Quiz: Planning I & II
Methods of AI — SoSe 2026
Q1 — Planning I
Question: Describe the three fundamental problems in planning: frame, qualification, and ramification. Give one example each.
Answer
- Frame problem: When an action occurs, how do we efficiently represent what doesn’t change? Naive approach: enumerate all unchanged facts explicitly (expensive). Example: moving block A doesn’t change blocks B, C, D — but must state this somehow.
- Qualification problem: An action may have an unlimited list of preconditions we can never fully enumerate. Example: “move robot” — fails if battery dead, motor broken, path blocked by another robot, weight too heavy…

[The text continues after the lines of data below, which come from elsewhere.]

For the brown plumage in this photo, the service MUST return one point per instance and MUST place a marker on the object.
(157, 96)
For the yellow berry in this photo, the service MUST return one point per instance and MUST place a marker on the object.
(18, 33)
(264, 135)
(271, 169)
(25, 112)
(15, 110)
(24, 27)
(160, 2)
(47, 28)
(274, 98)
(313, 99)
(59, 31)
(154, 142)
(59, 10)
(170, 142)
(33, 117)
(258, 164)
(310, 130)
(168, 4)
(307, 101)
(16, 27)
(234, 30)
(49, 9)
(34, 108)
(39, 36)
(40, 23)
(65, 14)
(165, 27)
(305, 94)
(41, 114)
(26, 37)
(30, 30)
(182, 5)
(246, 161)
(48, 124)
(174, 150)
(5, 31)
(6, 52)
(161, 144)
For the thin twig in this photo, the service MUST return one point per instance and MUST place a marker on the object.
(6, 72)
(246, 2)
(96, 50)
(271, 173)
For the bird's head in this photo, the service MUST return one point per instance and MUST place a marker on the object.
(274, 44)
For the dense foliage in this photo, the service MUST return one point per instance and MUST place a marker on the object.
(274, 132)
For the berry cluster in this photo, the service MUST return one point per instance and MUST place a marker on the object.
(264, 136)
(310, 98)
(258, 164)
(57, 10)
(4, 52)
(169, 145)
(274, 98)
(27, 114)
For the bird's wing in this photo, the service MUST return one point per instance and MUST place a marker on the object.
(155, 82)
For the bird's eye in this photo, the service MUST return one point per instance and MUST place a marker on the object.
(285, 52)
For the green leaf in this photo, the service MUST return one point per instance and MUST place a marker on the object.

- Ramification problem: An action may have unintended side-effects. Example: moving a storage unit (PSU) also moves all items stored inside it.
Max’s answer:
Result:
Q2 — Planning I
Question: What are the three components of a STRIPS operator? How does STRIPS “solve” the frame problem?
Answer
A STRIPS operator has:
- PRE (Preconditions): set of atoms that must be true before the operator applies
- ADD list: atoms that become true after the operator
- DEL list: atoms that become false after the operator
Frame problem in STRIPS: solved implicitly by convention — everything NOT in the ADD or DEL lists stays unchanged. No explicit frame axioms needed. This is the “closed-world + default persistence” assumption.
Note: STRIPS uses the closed-world assumption (what’s not listed = false).
Max’s answer:
Result:
Q3 — Planning I
Question: What is the difference between Situation Calculus and STRIPS in how they handle knowledge representation?
Answer
- Situation Calculus: uses first-order predicate logic. Predicates that change over time are fluents with an extra situation argument. Plans computed via theorem provers. Does NOT use closed-world assumption. Frame problem requires explicit frame axioms for every action×fact combination — expensive.
- STRIPS: state-based, uses sets of ground atoms. Actions have explicit PRE/ADD/DEL lists. Uses closed-world assumption. Frame problem “solved” by convention — cheaper but less expressive.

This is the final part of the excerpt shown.